I have to hold my hands up and admit that I still get envious at people's greens. That's why I banned myself a long time ago from looking at other's P&L screenshots. Occasionally though, one catches me off-guard and slips through the net and this happened recently on Twitter. You may know of a guy called Matt who used to write the brilliant Punt.com blog. He's a tennis specialist and been trading for far longer than me, with the blog retired long before I started Centre Court Trading. He slipped in a sneaky jpeg on a tweet and I was unexpectedly greeted with an all green scenario; £500 on player A, £26,000 on player B.
There are two ways you can look at this. Either it's something to aspire to, a sign of what is possible if you make it as a top trader, a motivational, inspirational screenshot. Or you can view it as I did; demoralising, bringing out the worst inadequacies and causing the questioning of everything involved with trading strategy. Which is weird because Matt's blog (along with Cassini and Mark Iverson's) has been one of my biggest influences and a huge factor in inspiring me to keep going. He never posted his P&L on there though and if I remember rightly, that was a policy of his blog. But I guess when you are going through a tough spell (as I am right now), these things tend to get to you more.
I'm not jealous but I am definitely envious. I also understand that he has far more experience than me and is at a level where he can make those enormous greens because he's worked hard to get there.

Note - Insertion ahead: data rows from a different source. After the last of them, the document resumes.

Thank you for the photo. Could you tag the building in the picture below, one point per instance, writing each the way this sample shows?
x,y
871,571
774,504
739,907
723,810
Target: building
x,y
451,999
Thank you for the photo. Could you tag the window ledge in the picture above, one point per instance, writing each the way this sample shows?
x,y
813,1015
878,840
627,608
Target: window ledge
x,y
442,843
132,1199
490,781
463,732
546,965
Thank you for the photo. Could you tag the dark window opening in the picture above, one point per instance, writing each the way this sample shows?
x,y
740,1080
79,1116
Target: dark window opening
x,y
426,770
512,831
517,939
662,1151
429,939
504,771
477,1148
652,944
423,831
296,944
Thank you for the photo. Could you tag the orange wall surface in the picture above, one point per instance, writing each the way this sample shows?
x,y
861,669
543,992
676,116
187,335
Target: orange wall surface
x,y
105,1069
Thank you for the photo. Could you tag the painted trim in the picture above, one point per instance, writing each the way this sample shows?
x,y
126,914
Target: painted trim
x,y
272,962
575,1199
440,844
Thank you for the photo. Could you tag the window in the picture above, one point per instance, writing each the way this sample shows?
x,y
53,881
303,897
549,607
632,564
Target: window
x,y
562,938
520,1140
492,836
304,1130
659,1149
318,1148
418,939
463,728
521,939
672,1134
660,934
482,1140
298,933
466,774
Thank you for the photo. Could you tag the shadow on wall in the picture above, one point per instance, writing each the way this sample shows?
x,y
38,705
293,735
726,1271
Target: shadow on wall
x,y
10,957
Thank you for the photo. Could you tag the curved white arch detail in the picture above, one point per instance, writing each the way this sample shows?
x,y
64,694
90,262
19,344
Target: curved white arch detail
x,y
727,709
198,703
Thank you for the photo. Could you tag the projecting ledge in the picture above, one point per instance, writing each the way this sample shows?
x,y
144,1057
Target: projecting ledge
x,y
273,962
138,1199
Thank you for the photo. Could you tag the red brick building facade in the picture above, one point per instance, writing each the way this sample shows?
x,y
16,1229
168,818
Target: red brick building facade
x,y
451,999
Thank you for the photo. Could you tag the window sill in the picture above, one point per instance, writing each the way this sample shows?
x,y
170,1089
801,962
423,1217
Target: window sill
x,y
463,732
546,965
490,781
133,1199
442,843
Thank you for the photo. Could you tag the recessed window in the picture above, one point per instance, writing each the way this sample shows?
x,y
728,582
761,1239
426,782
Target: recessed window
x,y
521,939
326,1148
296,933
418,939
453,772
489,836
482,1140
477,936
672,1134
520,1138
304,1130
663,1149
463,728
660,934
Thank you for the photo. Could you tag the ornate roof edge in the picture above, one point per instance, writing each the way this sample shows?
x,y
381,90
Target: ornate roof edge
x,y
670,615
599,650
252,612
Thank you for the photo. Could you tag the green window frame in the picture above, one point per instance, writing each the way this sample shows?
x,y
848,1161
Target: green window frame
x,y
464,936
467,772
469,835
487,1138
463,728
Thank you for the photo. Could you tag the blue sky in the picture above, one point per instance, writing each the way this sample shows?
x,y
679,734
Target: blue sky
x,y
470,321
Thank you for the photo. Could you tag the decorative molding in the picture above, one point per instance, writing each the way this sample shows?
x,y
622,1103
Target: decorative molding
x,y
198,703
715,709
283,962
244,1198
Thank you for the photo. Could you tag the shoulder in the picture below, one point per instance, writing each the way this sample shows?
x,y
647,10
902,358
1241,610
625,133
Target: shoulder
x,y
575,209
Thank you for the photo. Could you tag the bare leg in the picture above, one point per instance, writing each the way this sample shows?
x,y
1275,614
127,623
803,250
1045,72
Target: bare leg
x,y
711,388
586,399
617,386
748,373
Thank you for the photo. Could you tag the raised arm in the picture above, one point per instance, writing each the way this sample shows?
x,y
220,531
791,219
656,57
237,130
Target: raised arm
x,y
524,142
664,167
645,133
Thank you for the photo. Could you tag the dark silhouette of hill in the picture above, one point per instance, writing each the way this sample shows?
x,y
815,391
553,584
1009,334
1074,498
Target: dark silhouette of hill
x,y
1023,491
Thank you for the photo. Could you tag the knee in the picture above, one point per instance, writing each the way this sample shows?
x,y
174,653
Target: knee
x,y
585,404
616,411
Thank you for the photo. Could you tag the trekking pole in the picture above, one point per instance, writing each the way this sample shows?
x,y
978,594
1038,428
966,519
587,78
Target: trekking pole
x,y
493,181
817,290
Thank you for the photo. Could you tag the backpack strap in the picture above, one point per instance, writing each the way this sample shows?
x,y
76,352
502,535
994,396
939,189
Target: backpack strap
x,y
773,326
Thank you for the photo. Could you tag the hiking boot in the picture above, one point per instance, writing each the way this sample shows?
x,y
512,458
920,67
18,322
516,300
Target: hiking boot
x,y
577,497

But most importantly, I understand that it's all relative and anyone who makes those kind of greens, will also be making some rather hefty reds too. So I was very pleased when the following day, Matt offered up an all-red screenshot (-£12,000 on both players) to balance things out; a gesture which most traders wouldn't dream of doing. It puts a bit more realism into trading. There's enough bravado as it is in this game, so it was nice to see. It's very easy to worry about what others are doing and compare yourself to the next trader. It can make you question what you are doing wrong, even when you are doing the right things - especially when you are scratching around for £25 greens and you see someone making 1000 times that amount!
One thing you read a lot on the net, particularly I've noticed with tennis trading, is that matches are labelled a 'trader's dream' because they have a lot of swings and ups and downs. But as Matt himself said along with the all-red tweet, "one man's dream is another man's nightmare". These traders who brag about the profit they made from these matches, seem to assume that tennis trading is easy in a topsy-turvy match. If it was as simple as just laying every time the price goes one way and then repeating, we'd all be rich.
The fact is, you can't just blindly 'lay and leave' every time the price goes one way. Every strategy needs an exit point, a stop-loss. Unless you get very lucky, it's unlikely you'll get to ride every momentum swing to the exact point it stops and turns again. You may be on a roll but then have to exit at 0-40, then your player wins 5 points in a row, takes the game and continues the momentum - you didn't catch the whole swing. You might enter, see your trade go red, hang on for ages but hit your stop-loss just one point before the start of a huge swing you were hoping for. Frustrating, but what would have happened if you'd stayed in and lost the next point? It's the little details between the huge momentum shifts that matter and how you react to the smaller spikes and dips.
There are so many different ways of executing strategy that no one can ever say a match was a 'trader's dream' and it riles me whenever I see comments like this - though admittedly, they are often by people with something to sell. They want it to seem like every match has low-risk lays which come off every time and run smoothly from one extreme on the graph to the other. That rarely happens. Don't be fooled into thinking that every trader is catching every swing. Just blindly 'laying and leaving' will mean you will inevitably get the odd match where do you catch every swing and when you do, it'll look so good and seem so easy that you can be fooled into thinking you've found the holy grail.
The truth is that variance will eventually catch up with you and you'll get a slew of reds where the match trained to 1.01. Even if it was low risk, they can mount up quite quickly. And even if they don't train all the way, you should often be looking to exit and protect your bank, rather than letting it ride. I guess that's the trade-off; do you let a trade run to conclusion and risk losing the whole liability but also leaving you a chance of making a profit, or do you red up and reduce your maximum loss but lose out on any potential swing into profit? It really depends on the individual. Do what works for you but never get drawn into thinking one way is right and yours is wrong. Be careful what you read - don't let that green envy get to you!
P.S. If Matt is reading this, did you get the full £26,000? And how much do you charge for lessons?!